Life's a butter dream
It seems as though summer escaped our detection this year. One moment I was relaxing with the anticipation of a sunny summer day and the next I realized I missed it. Our home is in transition at the moment. One child moved out and another moved back, accompanied by her family. The hustle and bustle of the transition to a new school year is now fully in place. What was once a past experience has now returned to our home front. We can now delight in our grandchildren challenging their own parents about school lunches, school clothes and school activities. What hasn’t changed is the sudden passing of summer into fall. I pulled up an old story from a couple of years ago because it captures the mood quite well:
Summertime, sweet summertime, while not my favorite season, it certainly ranks in the top four. Summer is the season for adventure. Plans, written and reviewed through the winter and spring, are brought to fruition during that glorious season known as summer. Summer is the season for fun. Baseball games, picnics and backyard campouts fill our free time as work and other priorities get pushed into tomorrow. Summertime is the time to relax and enjoy some of the fruits of your work. There is something very satisfying about relaxing in the shade with cold drinks, friends and no schedule to interrupt your thoughts.

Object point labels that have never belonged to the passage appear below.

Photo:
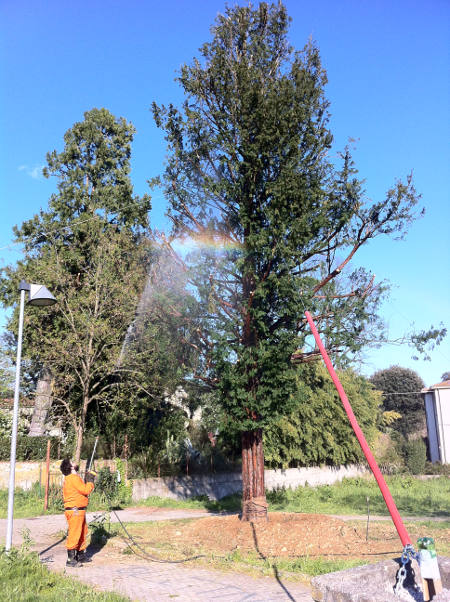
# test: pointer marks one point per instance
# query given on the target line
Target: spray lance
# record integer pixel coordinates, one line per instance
(88, 467)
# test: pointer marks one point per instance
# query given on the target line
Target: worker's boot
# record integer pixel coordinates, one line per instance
(82, 557)
(72, 558)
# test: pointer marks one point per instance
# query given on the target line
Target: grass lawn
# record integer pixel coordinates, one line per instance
(292, 550)
(413, 496)
(24, 579)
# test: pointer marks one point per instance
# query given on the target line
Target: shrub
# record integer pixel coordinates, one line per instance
(416, 456)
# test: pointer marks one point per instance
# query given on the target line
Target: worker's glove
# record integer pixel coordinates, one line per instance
(90, 476)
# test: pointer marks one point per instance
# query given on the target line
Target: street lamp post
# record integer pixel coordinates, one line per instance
(40, 296)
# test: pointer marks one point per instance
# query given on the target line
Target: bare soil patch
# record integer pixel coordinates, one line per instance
(288, 535)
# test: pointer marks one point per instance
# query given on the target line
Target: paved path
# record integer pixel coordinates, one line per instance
(143, 580)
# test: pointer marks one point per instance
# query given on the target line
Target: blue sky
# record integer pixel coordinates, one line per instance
(388, 65)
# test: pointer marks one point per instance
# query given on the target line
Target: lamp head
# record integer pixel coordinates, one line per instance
(37, 294)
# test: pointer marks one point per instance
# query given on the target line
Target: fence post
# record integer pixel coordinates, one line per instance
(47, 479)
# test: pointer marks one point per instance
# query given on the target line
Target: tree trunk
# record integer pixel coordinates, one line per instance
(42, 404)
(254, 504)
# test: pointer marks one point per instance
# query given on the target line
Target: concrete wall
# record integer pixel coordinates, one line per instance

Summer is also a mad dash to the finish. Life here in the Upper Midwest seems to leap from season to season with such quickness that it leaves us little time to think. It seems that as soon as we finish putting the snow shovels away, we look around and realize that the maple leaves are starting to turn red. Life becomes a blur as we try to take it all in.
I am not an advocate for laziness but if I had to choose between that and busyness, I would lean toward the first every time. Laziness, however, implies a definite tendency toward willful avoidance of work, and that is not generally considered a good choice. Perhaps a better way would be unscheduled time and a slower pace of living. Unscheduled time allows us to respond to the need or opportunity of the moment. If neighbors or friends suddenly have an overabundance of brats or burgers on their grill, who among us wouldn’t like to be able to respond and assist them in their time of need?
We just completed the final weekend of the summer and, after our children left, it was suddenly quiet. While filled with movement and noise it was anything but busy. It was spontaneous and fun, relaxing and fulfilling. It was an example of what summer and, actually, life should be. Grilling on the deck turned into hours of relaxed conversation as we talked about anything and everything. Later that evening in our living room, we somehow transitioned into a spontaneous display of talent or lack of talent and then family games. Never was anything planned, but rather it happened as we allowed it to happen in a relaxed and supportive environment. Nearly the entire weekend we laughed and ate and relaxed together and nothing was planned except for one event, the summer canoe trip.
This wasn’t a planned route into the backcountry of the Boundary Waters, nothing of the sort. This was simply a slow and lazy trip down one of the local rivers. Most years we head down the Namekagen or the St. Croix rivers, but this year we went in our own backyard, the Yellow River. As parents, however, we have ulterior motives with the canoe trip. We have found this to be a good judge of character. Two of our daughters were home from college with friends of the opposite sex, one of them rather serious and one not so serious, but that wasn’t the point. We have discovered that if they could paddle a canoe around sticks, stumps, logs and sandbars in a coordinated and cooperative manner without complaining then, very likely, they would be able to negotiate other speed bumps in life in the same manner.
It was a nearly perfect day as we drifted around tight corners in the river and watched eagles drifting high above us in the cloudless sky. Surrounded by friends, grown-up children and singing grandchildren, we enjoyed a nearly perfect ending to the summer. We were gratified to watch them working together without serious conflict. As we neared the final destination, our 5-year-old granddaughter, Ella, began to sing at the top of her lungs.
“Row, row, row your boat, Gently down the stream, Merrily, merrily, merrily, merrily, Life’s a butter dream.”
On that particular sunny, Sunday afternoon, I couldn’t agree more.